Two fossilized horse bones bearing cuneiform inscriptions, which are extracts from the text of the Cyrus Cylinder, have recently been discovered in China, the London-based Art Newspaper reported last week.

The objects seem to be genuine based on research by British Museum specialist Irving Finkel.

The texts inexplicably have fewer than one in every 20 of the Cyrus text’s cuneiform signs transcribed, although they are in the correct order, Finkel said.

The bones had been donated to the Beijing Palace Museum in 1985 by deceased Chinese traditional doctor Xue Shenwei, who bought the artifacts in 1935 and 1940.

Two years after the donation of the objects, specialist Wu Yuhong realized that the text of the first bone came from the Cyrus proclamation, but the text of the second was not yet identified.

In January 2010, two fragments of a clay tablet with inscriptions of part of the text of the Cyrus proclamation were found in the British Museum’s collection.

Afterwards, experts hypothesized that the Cyrus proclamation might have been widely copied during ancient times.

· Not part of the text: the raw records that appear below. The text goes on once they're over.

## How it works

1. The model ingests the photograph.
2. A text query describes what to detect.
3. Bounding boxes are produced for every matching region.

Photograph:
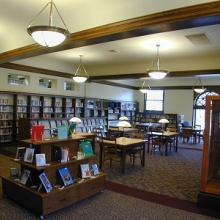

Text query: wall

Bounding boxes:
[164,90,193,121]
[0,68,135,101]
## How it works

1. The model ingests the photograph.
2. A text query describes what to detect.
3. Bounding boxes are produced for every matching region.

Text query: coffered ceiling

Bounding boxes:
[0,0,220,86]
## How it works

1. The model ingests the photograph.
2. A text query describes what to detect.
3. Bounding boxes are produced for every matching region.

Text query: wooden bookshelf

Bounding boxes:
[2,136,105,218]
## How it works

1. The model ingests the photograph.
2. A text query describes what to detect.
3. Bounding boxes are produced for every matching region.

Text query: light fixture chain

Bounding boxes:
[49,0,53,26]
[52,3,69,31]
[28,2,50,27]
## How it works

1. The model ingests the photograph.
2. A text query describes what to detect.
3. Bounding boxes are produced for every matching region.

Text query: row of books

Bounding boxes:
[15,140,94,166]
[10,164,100,193]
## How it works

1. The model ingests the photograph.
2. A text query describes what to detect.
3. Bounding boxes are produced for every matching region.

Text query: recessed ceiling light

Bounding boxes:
[108,49,118,53]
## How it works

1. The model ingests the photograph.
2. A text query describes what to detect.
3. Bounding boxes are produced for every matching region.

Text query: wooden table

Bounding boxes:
[20,132,95,161]
[109,126,138,136]
[147,131,179,156]
[99,137,146,173]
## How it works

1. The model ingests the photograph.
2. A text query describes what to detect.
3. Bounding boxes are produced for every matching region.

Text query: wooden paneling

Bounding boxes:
[0,1,220,63]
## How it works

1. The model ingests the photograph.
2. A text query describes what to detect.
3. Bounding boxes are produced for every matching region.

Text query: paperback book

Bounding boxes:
[91,164,100,176]
[35,154,46,167]
[80,164,92,179]
[24,148,34,163]
[81,141,94,157]
[39,173,53,193]
[58,167,74,186]
[20,169,31,185]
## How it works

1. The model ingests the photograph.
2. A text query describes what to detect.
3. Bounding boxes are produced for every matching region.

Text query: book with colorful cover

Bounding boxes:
[91,164,100,176]
[57,125,68,139]
[39,172,53,193]
[81,141,94,157]
[80,164,92,179]
[58,167,74,186]
[20,169,31,185]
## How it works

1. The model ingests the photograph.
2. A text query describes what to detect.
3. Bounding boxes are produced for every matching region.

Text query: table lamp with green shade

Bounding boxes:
[158,118,169,131]
[69,117,82,136]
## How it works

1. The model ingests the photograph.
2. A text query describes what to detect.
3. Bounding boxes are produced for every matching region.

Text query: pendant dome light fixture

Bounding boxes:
[148,44,168,79]
[73,55,89,83]
[27,0,70,47]
[139,80,151,94]
[193,77,206,93]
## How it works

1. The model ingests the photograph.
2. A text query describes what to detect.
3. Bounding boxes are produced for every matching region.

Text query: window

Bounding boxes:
[64,82,75,91]
[8,73,29,86]
[193,90,218,130]
[39,78,55,89]
[145,90,164,112]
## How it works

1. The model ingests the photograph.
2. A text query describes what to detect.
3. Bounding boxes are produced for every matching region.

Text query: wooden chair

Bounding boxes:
[100,137,122,168]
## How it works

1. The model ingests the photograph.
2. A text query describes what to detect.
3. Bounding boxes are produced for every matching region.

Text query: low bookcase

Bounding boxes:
[2,137,105,218]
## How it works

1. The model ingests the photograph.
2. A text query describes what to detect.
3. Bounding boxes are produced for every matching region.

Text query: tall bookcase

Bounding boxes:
[0,92,138,146]
[198,96,220,210]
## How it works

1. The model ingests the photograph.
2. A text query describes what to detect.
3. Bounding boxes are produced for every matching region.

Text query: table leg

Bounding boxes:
[121,149,126,173]
[99,143,103,169]
[141,143,146,167]
[175,136,178,152]
[165,138,168,156]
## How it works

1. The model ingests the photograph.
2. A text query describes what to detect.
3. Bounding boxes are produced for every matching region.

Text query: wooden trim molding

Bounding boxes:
[0,1,220,64]
[0,63,73,78]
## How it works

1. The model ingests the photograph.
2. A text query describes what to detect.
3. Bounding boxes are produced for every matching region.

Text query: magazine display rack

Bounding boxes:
[2,136,105,218]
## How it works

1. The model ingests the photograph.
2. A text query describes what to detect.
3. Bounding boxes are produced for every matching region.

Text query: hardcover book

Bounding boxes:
[35,154,46,166]
[15,147,26,160]
[91,164,100,176]
[80,164,92,179]
[39,173,53,193]
[24,148,34,163]
[57,125,68,139]
[81,141,94,157]
[20,169,31,185]
[58,167,74,186]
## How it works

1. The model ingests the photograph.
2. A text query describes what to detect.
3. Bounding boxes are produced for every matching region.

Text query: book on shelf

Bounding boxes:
[91,164,100,176]
[58,167,74,186]
[20,169,31,185]
[80,140,94,157]
[80,164,92,179]
[35,154,46,167]
[10,167,19,180]
[57,125,68,139]
[24,147,34,163]
[39,172,53,193]
[61,148,69,163]
[15,147,26,160]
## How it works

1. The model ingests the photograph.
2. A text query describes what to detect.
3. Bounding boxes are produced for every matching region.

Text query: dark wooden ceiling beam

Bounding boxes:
[0,63,220,82]
[0,63,73,78]
[0,1,220,63]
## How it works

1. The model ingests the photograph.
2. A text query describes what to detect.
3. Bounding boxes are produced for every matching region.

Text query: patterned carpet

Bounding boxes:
[0,190,217,220]
[104,148,202,202]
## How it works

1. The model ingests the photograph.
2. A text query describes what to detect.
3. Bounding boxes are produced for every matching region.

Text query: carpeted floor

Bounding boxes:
[0,190,217,220]
[104,148,202,202]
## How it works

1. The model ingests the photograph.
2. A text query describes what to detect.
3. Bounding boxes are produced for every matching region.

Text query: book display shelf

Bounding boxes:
[2,136,105,218]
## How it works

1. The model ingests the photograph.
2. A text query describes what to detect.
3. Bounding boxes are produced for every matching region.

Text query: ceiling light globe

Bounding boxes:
[27,26,68,47]
[148,71,167,79]
[194,88,205,93]
[139,89,149,94]
[73,76,88,83]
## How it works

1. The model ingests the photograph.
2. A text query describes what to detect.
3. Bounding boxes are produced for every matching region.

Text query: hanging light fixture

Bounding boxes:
[27,0,69,47]
[148,44,168,79]
[73,55,89,83]
[193,78,206,93]
[139,80,151,93]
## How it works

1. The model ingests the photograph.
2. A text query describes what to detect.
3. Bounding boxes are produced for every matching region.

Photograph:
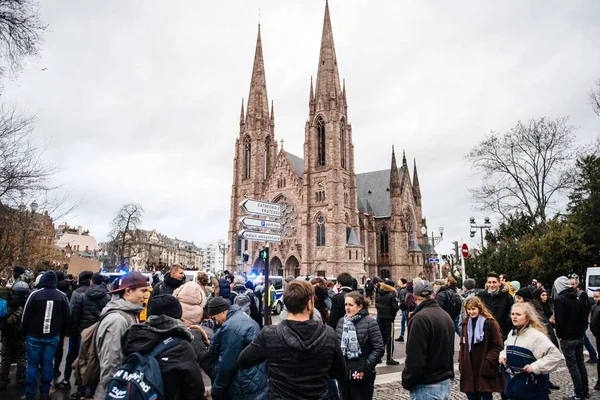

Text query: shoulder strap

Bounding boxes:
[149,337,183,357]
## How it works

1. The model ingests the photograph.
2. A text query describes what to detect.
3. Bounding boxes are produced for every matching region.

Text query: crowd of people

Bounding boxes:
[0,265,600,400]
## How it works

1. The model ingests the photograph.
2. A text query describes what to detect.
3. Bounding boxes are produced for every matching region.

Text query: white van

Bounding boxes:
[585,267,600,298]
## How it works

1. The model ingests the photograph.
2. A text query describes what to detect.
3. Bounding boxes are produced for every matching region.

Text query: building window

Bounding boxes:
[379,225,390,256]
[317,215,325,246]
[244,136,252,179]
[265,136,271,179]
[317,116,325,167]
[340,118,346,169]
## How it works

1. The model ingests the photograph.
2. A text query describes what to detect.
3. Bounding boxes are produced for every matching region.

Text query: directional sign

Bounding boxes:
[460,243,469,258]
[240,217,281,231]
[240,199,281,217]
[239,229,281,243]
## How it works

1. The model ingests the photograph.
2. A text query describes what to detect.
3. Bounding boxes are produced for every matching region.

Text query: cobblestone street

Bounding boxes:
[374,364,600,400]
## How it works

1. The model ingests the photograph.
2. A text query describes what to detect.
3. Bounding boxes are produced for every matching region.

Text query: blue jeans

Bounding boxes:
[400,310,408,337]
[465,393,494,400]
[583,321,598,360]
[63,335,81,382]
[25,336,60,399]
[410,379,450,400]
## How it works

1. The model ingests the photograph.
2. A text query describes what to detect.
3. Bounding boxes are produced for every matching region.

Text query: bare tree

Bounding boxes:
[466,117,578,222]
[0,0,47,79]
[590,79,600,117]
[107,203,144,265]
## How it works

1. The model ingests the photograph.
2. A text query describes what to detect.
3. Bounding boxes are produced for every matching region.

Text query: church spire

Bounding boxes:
[413,158,421,205]
[247,25,269,126]
[390,145,401,197]
[316,1,342,109]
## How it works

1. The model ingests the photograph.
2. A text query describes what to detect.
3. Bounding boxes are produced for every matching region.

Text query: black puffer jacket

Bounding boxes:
[477,285,515,338]
[77,285,110,332]
[238,319,345,400]
[336,308,384,374]
[375,283,400,321]
[122,315,206,400]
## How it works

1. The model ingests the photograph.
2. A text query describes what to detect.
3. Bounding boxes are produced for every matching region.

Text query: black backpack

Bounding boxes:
[105,337,183,400]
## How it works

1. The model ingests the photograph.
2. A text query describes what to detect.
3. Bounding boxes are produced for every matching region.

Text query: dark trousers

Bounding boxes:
[378,318,394,361]
[339,374,375,400]
[560,338,589,398]
[54,335,65,376]
[63,335,81,382]
[0,336,27,385]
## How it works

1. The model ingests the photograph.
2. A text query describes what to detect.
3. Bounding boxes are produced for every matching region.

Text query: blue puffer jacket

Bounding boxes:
[209,305,269,400]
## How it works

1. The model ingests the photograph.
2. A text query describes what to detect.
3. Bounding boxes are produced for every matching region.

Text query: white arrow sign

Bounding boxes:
[239,230,281,243]
[240,217,281,231]
[240,199,281,217]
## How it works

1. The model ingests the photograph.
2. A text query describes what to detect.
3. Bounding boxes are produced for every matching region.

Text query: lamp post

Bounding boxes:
[421,226,444,279]
[469,217,492,251]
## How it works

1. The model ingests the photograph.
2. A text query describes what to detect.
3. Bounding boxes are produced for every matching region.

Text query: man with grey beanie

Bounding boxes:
[402,279,454,400]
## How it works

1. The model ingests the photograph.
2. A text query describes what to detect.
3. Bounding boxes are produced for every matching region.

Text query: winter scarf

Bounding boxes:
[467,315,486,353]
[342,314,363,359]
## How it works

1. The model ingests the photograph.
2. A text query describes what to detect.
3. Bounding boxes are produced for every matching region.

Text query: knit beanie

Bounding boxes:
[148,294,183,319]
[463,278,475,290]
[208,297,229,317]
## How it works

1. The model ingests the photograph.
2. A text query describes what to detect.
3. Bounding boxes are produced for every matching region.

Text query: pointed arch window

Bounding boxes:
[317,116,325,167]
[265,136,271,179]
[340,118,346,169]
[244,136,252,179]
[317,215,325,246]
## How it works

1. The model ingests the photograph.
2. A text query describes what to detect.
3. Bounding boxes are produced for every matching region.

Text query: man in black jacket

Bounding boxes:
[553,276,589,400]
[375,279,400,365]
[54,271,93,389]
[477,272,515,339]
[123,294,206,400]
[148,264,185,303]
[21,271,70,400]
[238,281,345,400]
[402,279,454,400]
[327,272,352,330]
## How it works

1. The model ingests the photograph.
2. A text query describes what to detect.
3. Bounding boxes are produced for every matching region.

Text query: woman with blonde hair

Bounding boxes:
[458,296,506,400]
[500,303,564,400]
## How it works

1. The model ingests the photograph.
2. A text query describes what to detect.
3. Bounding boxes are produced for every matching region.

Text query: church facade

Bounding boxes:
[228,3,429,283]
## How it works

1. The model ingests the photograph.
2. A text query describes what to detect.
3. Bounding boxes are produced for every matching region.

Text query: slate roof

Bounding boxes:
[285,151,304,179]
[356,167,404,217]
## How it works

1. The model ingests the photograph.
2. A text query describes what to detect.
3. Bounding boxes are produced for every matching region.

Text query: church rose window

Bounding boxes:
[244,136,252,179]
[317,215,325,246]
[317,116,325,167]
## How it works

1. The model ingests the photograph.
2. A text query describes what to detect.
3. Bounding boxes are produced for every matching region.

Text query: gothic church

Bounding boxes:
[227,2,429,283]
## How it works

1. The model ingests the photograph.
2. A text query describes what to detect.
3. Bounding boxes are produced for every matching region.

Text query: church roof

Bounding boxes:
[285,151,304,179]
[356,167,404,217]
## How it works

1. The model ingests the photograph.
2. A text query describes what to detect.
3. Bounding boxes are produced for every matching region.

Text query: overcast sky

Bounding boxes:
[2,0,600,255]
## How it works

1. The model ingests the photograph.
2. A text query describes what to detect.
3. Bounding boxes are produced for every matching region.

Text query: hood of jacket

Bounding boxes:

Thus, Finkel conducted an in-depth study on the pair of Chinese bones to determine whether they might be authentic.

Based on existing photographs, he learned that the text on the second bone was also from the Cyrus proclamation, and requested more information from Beijing.

Chinese Assyriologist Yushu Gong provided a much better image of the text and took the photos to the British Museum for a workshop that was held on June 23-24.

“The text used by the copier on the bones was not the Cyrus Cylinder, but another version, probably originally written in Persia, rather than Babylon,” Finkel said.

He surmised that it could have been a version carved on stone, written with ink on leather, or inscribed on a clay tablet. Most likely, the original object was sent during the reign of Cyrus to the far east of his empire, in the west of present-day China.

There was some skepticism among the scholars attending the workshop, but Finkel believes that the evidence is “completely compelling”.

He is convinced that the bones have been copied from an authentic version of the Cyrus proclamation, although it is unclear at what point in the past 2,500 years the copying was done.